His name was Ostrec. His name was Esmail. He was one of the very few left of his kinden, the Assassin Bugs who had fought and lost an ancient war against the Moth-kinden in ages forgotten to Apt
history. He had been sent to the Empire by Moths of Tharn, but it was plain to him that those Tharen sages who had briefed him had lost out to bolder spirits, for Tharn was allied with the Empire
now. He would be getting no further instructions.

They had briefed him to investigate the Empress, to find out what she was. More, they had briefed him to kill her.

He would be able to manufacture the opportunity, he knew, for Ostrec was trusted by the Empress. If he had been unconcerned with his own survival, then he could have done it already, but he had
left family behind near Tharn, and he was not quite ready yet for the ultimate sacrifice.

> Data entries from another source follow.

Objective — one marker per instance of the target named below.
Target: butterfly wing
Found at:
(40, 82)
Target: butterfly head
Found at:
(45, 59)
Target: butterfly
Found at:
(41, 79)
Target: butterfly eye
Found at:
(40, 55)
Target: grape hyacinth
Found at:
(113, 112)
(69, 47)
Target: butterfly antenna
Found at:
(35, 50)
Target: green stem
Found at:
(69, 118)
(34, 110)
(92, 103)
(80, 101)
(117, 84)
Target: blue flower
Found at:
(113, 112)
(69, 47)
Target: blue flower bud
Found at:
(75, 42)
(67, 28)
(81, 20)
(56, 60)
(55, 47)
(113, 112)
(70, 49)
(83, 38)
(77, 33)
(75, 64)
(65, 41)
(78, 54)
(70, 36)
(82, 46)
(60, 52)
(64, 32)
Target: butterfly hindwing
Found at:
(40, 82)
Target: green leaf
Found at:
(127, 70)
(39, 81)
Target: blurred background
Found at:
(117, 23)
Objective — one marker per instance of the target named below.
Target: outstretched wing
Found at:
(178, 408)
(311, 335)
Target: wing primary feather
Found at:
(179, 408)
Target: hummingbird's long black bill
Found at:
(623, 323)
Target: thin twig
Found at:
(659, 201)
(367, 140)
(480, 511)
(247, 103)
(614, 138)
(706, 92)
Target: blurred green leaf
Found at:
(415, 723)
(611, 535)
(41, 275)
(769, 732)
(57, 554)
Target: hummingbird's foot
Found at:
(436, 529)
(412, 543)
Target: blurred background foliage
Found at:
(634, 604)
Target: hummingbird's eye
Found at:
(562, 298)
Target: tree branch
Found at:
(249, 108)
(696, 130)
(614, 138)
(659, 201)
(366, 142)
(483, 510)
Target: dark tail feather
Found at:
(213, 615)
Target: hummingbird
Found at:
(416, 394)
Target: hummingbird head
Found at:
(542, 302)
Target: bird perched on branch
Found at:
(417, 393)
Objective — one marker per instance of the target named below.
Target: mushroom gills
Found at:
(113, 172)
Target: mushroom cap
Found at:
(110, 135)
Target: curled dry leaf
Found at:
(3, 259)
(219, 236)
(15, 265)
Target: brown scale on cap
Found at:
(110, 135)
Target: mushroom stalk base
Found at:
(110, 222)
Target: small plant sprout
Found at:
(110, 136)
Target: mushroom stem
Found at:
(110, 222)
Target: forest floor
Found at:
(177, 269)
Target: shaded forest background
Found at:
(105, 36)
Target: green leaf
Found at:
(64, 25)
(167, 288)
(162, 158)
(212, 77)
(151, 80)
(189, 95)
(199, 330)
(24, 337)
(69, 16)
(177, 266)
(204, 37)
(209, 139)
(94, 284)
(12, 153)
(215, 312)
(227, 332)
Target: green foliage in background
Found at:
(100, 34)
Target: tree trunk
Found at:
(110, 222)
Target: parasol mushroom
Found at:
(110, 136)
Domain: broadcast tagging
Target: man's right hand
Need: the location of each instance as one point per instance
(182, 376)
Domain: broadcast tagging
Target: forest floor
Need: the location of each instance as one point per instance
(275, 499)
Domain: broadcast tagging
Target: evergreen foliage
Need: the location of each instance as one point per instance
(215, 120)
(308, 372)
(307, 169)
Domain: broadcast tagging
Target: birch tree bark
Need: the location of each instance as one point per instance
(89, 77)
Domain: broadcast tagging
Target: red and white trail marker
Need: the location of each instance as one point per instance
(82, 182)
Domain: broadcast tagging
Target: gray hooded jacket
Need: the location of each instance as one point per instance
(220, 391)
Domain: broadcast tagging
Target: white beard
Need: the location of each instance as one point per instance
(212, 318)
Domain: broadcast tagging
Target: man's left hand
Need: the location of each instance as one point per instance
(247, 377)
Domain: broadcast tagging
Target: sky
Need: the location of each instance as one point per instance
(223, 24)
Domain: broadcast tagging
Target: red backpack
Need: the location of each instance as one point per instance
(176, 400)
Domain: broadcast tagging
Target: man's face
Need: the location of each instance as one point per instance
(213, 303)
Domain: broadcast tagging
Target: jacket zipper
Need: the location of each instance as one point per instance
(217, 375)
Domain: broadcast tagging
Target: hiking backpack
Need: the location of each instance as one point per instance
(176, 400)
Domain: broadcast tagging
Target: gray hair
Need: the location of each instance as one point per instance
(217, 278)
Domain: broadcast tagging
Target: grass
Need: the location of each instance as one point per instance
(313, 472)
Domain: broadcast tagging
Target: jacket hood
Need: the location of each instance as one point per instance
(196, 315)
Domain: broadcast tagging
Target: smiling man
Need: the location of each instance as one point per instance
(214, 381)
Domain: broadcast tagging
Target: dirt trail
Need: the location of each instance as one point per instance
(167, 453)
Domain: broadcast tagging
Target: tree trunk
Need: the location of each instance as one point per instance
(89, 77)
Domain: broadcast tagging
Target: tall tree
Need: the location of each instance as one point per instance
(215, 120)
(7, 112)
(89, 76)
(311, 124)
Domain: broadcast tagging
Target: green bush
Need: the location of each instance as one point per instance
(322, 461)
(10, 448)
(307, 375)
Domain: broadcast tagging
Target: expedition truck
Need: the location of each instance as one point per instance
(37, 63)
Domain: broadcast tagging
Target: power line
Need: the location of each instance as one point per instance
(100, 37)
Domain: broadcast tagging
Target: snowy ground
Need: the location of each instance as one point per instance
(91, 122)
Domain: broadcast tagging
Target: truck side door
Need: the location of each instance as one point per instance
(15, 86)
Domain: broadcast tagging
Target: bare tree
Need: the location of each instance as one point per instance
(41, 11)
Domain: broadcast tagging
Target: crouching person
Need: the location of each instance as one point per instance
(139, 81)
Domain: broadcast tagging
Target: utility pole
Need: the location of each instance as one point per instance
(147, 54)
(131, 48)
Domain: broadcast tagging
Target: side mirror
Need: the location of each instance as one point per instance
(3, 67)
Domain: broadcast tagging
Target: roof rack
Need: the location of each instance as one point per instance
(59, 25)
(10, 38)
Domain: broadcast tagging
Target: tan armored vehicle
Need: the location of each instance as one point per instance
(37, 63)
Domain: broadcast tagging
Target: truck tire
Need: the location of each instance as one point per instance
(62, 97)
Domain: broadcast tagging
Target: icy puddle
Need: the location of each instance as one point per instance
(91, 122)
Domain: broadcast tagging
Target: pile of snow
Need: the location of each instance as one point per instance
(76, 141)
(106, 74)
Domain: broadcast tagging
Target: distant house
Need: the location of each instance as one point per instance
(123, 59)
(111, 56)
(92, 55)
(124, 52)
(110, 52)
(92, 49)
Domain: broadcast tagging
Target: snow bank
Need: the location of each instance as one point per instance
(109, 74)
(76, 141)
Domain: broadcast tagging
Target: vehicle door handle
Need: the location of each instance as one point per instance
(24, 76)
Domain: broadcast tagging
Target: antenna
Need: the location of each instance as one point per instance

More, he was not sure that he would do it, even if he could be sure to walk away from the deed. The frightening revelation was that the Empress
was
Inapt, and held a great deal of
magical power, and if she was also capricious and wicked and ruthless, so what? These were not solely Wasp virtues, after all, and could be claimed by many of the great magicians of old. Looking on
Seda, Esmail was only struck by how much the current crop had
lost
of their inheritance. For her part, she was young and vital and strong, and she did not hesitate to use her power. She
had bound Mantis-kinden to her, destroyed her rivals and roused an Empire to war, and all this from being a timid girl living in the shadow of her brother’s displeasure.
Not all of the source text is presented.